The food and wine pairing mistakes you didn't know you're making
Most people tend to stick to the traditional guidelines when it comes to pairing wine with foods. Red wine with cheese and white wine with seafood are classic combinations. But you don’t always need to play by these rules. These are just a few of the common mistakes people make when matching wine with food.
Focusing just on the flavour
Choosing the right wine to go with your food should be based on more than the flavour. Wine expert Pascaline Lepeltier of Rouge Tomate explains: “People wrongly focus on flavours and aromas when choosing a wine with their food. It’s more important to match the fat, acid, sweetness, and texture in the dish with the acid, alcohol, tannins, and sweetness of the wine."
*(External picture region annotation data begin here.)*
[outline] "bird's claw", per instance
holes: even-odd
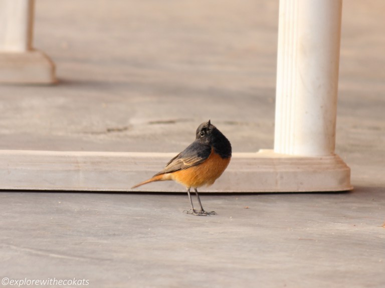
[[[217,213],[215,211],[211,211],[211,212],[208,212],[205,211],[205,210],[201,210],[201,211],[197,211],[195,209],[190,209],[189,210],[184,210],[183,212],[185,212],[187,214],[192,214],[192,215],[196,215],[197,216],[207,216],[208,215],[216,215]]]

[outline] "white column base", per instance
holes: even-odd
[[[42,52],[0,52],[0,82],[52,84],[56,82],[55,64]]]
[[[158,172],[176,153],[0,150],[0,189],[183,192],[173,182],[130,189]],[[213,186],[202,192],[308,192],[352,189],[350,168],[336,155],[301,157],[234,153]]]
Ordering rosé as a compromise
Ronan Sayburn, head of wine at London’s 67 Pall Mall, told Bloomberg he’s often annoyed when people choose a rosé wine because someone has ordered steak and another has requested fish. “They think it will match both, but it won’t go with either one.” He recommends ordering by the glass, rather than sharing a badly-matched bottle.
Eating oysters with Cabernet Sauvignon
Cabernet Sauvignon ruins the taste and texture of oysters, according to winemaker Brianne Day. She told Serious Eats: "Cabernet and oysters. They're terrible first because of the textural interaction (fish feels like sand when you put it with a tannic wine) and second because of the flavours. Oysters taste like old metal cans when paired with tannic wines. A beer, a glass of sparkling water, a cocktail... anything is better with oysters than a Cabernet-based wine."
Drinking Chardonnay with mackerel
Combining Chardonnay with sharp-tasting mackerel should be avoided at all costs, according to Chris Johnson of Victory Wine Group. He told Serious Eats: "The metallic, oily component in the fish breaks apart the wine and the oaky, buttery note of the wine sends spikes down my back as I type this. It completely contradicts the flavours in the fish. I would not serve Brussels sprouts as side dish for that one either..."
Only drinking white wine with poultry
It’s widely accepted that poultry works better with white wines but darker birds such as pheasant, partridge, duck and guinea fowl also work very well with reds. You might be surprised how well they stand up to heavier styles such as Rioja and Chianti.
Drinking high-alcohol reds with lasagna
Combining high-alcohol wines and fatty foods may taste nice in small doses, but be warned – you could pay for it later. Drinking too much will leave you with a stomach pain. Madeline Puckette of Wine Folly advises against combining these with dishes such as lasagna: “The acidity in the cheese, tomato sauce and wine is enough to peel out the insides of your stomach.”
Matching oaked wines with spicy foods
Eating spicy foods with a strong wine can give the drink a burnt flavour. Penfolds Winemaking Ambassador Dlynn Proctor explains: "The worst food and wine pairing is a heavily oaked wine with extremely spicy food. It’s like having to call a fire truck for your mouth! Thai and Indian foods, which I love, just don't work with heavily oaked or high-alcohol wines. Heat and oak just cannot get along, because one will always intensify the other, creating an imbalance of flavour."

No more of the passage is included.